By 1927, she had graduated, becoming the first registered nurse of Crow descent and one of the first Native American registered nurses in the country. Yet it was not just those accomplishments that made her a pioneer, but the way she would go on to use her education to serve the Native community at large.
Healing a community
Though many of her formative years were spent away from home, and many of the institutions she attended worked to belittle her background, Susie Walking Bear Yellowtail continued to hold on deeply to her heritage and identity as a Native American. And it didn’t take long for her to show this through her work as a nurse and caregiver.
After briefly serving tribes in Oklahoma and Minnesota, Susie returned to Montana in 1929, taking a position at the Indian Health Service’s Hospital at the Crow Agency. She bore witness there to horrors like the forced sterilization of Native American women, Native children dying from lack of access to medical care, and tribal elders suffering in health due, at least in part, to difficulty communicating their needs to Western physicians.
Not long after returning, she became a consultant for the Indian Health Services, traveling around the country to document these and other threats facing Native peoples. Her analyses were eventually relayed to Washington, and Susie was given a position in the Division of Indian Health. This enabled her to bring public health projects to reservations across the country, such as access to clean water, sewage disposal, and garbage disposal.
Not long after returning, Susie had also married a fellow Apsáalooke Crow, Thomas Yellowtail, who would go on to become a prominent spiritual leader of the tribe. Through their marriage, they continued raising awareness of Native culture and the challenges facing Native people, including by serving on education councils at the tribal, state, and federal levels and by going on tour through Europe and America with the Crow Indian Ceremonial Dancers.
Laying the groundwork
Along with bringing large-scale projects to enhance public health, Susie Walking Bear Yellowtail continued working diligently to serve individuals. Her work and advocacy helped usher in a number of changes in the way Native people were treated, including allowing Native healers to attend to patients and improving communication between Western doctors and Native patients.

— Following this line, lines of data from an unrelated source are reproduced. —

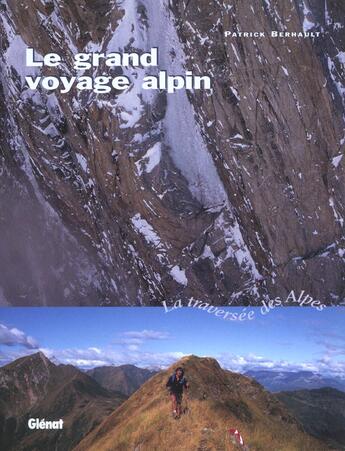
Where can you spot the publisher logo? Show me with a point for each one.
(37, 423)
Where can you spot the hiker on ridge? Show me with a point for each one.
(176, 384)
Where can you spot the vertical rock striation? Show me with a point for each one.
(139, 197)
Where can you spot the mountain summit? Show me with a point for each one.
(218, 400)
(34, 387)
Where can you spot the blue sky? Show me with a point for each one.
(285, 338)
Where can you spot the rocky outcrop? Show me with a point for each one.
(33, 387)
(134, 199)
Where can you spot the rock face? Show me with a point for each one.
(34, 387)
(125, 379)
(218, 400)
(132, 198)
(321, 412)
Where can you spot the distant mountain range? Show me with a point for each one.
(321, 412)
(276, 381)
(125, 379)
(34, 387)
(99, 416)
(218, 400)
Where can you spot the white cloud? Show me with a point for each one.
(147, 335)
(15, 337)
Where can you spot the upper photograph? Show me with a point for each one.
(167, 152)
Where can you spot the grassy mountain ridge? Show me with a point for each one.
(218, 400)
(34, 387)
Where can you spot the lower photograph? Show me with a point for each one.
(192, 378)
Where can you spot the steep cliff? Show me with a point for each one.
(135, 198)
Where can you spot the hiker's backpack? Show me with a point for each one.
(172, 380)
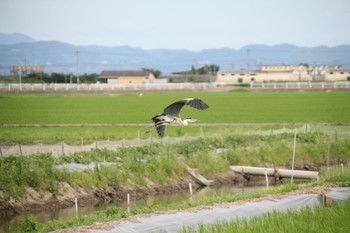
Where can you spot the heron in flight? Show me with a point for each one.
(171, 114)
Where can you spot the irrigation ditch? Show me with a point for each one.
(37, 200)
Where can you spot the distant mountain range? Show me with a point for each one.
(19, 49)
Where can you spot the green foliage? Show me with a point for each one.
(159, 162)
(225, 107)
(317, 219)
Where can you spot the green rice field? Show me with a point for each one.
(111, 110)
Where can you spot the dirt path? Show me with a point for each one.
(112, 225)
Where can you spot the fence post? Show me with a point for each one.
(294, 145)
(62, 147)
(76, 206)
(20, 148)
(266, 178)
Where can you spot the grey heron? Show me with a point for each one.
(171, 114)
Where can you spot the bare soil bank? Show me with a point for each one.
(37, 200)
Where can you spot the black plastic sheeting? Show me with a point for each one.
(175, 221)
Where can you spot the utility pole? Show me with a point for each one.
(248, 60)
(78, 80)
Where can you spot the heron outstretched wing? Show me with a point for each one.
(175, 108)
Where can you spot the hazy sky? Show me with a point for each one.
(180, 24)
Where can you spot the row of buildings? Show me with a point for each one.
(276, 73)
(267, 73)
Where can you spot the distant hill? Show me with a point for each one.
(15, 38)
(62, 57)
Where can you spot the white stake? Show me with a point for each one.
(128, 198)
(76, 205)
(266, 178)
(295, 141)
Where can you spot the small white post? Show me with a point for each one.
(128, 198)
(266, 178)
(76, 205)
(190, 187)
(295, 140)
(128, 201)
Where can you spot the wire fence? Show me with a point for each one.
(62, 148)
(106, 87)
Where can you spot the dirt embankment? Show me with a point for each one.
(36, 200)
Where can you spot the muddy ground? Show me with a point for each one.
(37, 200)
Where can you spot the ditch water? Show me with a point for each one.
(6, 224)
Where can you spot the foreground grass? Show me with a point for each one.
(275, 222)
(160, 162)
(318, 219)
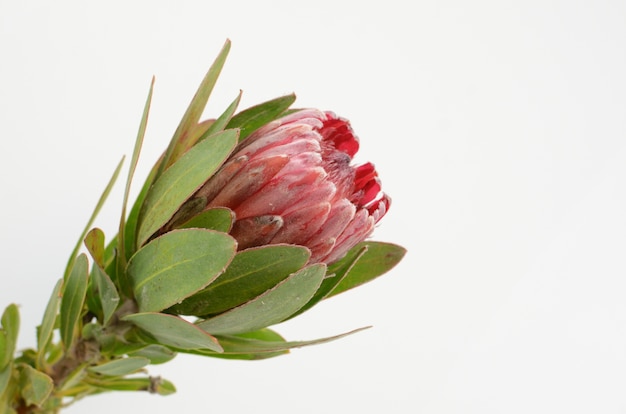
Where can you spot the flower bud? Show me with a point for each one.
(292, 181)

She was awarded the President’s Award for Outstanding Nursing by President John F. Kennedy in 1962 for her service. Throughout the rest of her life, she continued serving on committees and hosting educational summits to bring awareness to the needs of the indigenous community and bring improvements to reservations across the United States.
Shortly before she died, she founded the first professional association of Native American nurses. She was officially dubbed the “Grandmother of American Indian Nurses.”2 Today, medical schools everywhere teach the kinds of practices Yellowtail instituted so long ago—the power of addressing a patient’s spiritual and environmental concerns along with their physical care.
Susie Walking Bear Yellowtail was not only an early pioneer of holistic health but also an example of the strength, love, and advocacy needed to improve outcomes for every patient. And though she passed away in 1981, her example thankfully lives on.